“Who nicked my idea?” is one of the eternal post-work pub arguments of the over-refreshed and underappreciated employee. From the traders who keep their stock tips close to their chest in the Square Mile by doing deals on a dozen mobile phones lest prying ears eavesdrop their millions away to the news reporter whose scoop has been scooped by the guy on the next desk – no one likes to have their idea half-inched.
This week, the London advertising agency 18 Feet & Rising filed a claim against Nationwide, Britain’s leading building society, in the High Court and it seems that the clash is based on allegedly stolen goods and nicked ideas. 18 Feet was employed by Nationwide between 2011 and this year to dream up campaigns for screen and print. Nationwide’s business has been estimated at being worth £30m per year.
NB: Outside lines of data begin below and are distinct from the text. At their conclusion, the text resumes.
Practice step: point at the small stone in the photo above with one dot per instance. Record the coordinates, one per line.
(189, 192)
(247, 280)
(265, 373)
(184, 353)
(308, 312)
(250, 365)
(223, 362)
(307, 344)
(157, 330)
I can make no judgements here other than to talk generally about the superhuman crappiness of stealing someone else’s idea in a marketplace that is specifically, absolutely, 99 per cent about ideas. In fact, it’s like working in a building society and stealing from customer’s savings accounts. Sure thing; it’s wrong, but it’s also such bad news and bad publicity.
Building societies like to present themselves as the friendly face of a financial sector full of snakes, tax havens and wolves of Wall Street; much of the folklore they like their agencies to spin for them is based on trust, familiarity, belonging to a family. Adverts tend to include scenes of handsome, rustic types giving the very salt of the earth a run for its salty earthiness. There are sentimental homecomings to parlours, sons having their hair ruffled by caring, chunky-sweatered fathers, the overcoming of small fears, coming of age, smiling at bonfires. Yup, there’s a shitload of cliché, but then this is ad-land in which rearranging the rudiments of familiarity is stock-in-trade.
Only the judgement at the High Court will decide what happens in this case, of course, but the story of advertising agencies having their creative stolen for it to turn up in a suspiciously similar form for the client in question is not new. Anyone with an interest in ideas and who owns them should watch this case with interest. All that without mentioning David or Goliath. Until now.
Robert Bound is Monocle’s Culture Editor.